Web App Degraded Performance
Incident Report for Intercom
Postmortem

We want to provide some detail about the problem we experienced yesterday. First we'd like to apologize to all our customers for the disruption to our services. We make significant efforts to keep Intercom working well at all times, and yesterday’s events were far from the level of service that we are committed to providing.
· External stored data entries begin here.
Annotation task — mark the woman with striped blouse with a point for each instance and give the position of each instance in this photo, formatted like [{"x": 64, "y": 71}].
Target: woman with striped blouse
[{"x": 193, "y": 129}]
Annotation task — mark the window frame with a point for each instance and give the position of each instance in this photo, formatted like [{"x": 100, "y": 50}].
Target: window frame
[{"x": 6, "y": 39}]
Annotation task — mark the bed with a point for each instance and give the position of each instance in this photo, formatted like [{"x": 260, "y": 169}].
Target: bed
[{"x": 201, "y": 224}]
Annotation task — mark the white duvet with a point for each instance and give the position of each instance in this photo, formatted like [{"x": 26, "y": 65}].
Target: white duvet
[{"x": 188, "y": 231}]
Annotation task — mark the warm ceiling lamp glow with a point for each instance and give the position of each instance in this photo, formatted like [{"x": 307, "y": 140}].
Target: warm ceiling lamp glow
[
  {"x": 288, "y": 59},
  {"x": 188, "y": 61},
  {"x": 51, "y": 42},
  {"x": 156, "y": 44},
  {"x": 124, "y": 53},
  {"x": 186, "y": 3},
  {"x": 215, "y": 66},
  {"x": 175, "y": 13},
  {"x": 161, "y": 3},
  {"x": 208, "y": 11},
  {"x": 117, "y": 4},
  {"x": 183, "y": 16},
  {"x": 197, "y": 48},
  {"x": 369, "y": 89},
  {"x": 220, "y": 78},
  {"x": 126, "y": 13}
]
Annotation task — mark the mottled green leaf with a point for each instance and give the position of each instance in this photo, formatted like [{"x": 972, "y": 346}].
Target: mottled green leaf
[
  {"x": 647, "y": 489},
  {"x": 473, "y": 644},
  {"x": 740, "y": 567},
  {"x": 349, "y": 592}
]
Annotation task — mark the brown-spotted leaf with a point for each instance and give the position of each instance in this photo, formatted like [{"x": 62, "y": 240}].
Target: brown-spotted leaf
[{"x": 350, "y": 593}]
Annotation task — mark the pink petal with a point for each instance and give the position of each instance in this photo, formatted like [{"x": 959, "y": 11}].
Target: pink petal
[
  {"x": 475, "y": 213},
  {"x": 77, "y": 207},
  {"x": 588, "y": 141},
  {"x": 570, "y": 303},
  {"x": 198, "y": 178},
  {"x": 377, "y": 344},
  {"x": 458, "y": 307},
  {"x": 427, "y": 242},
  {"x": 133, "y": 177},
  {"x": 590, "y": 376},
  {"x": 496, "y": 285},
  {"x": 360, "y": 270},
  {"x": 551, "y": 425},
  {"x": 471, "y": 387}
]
Intercom was mostly down or impaired for over 2 hours. Starting just after 14:10 UTC, our MySQL (RDS Aurora) read-replica hosts for our main application database went to near 100% CPU utilisation. We tried a number of things to get to a stable state, including restarting the RDS Aurora cluster and rolling many back code deploys and feature flag changes. Ultimately we got control of the situation by identifying the problem queries, killing them automatically and disabling the parts of the Intercom application that was creating them. By 17:00 UTC, the error rates across all of Intercom’s services were back to normal. Around that time we identified an unnecessary association in our ORM that was causing the queries in question and removed it.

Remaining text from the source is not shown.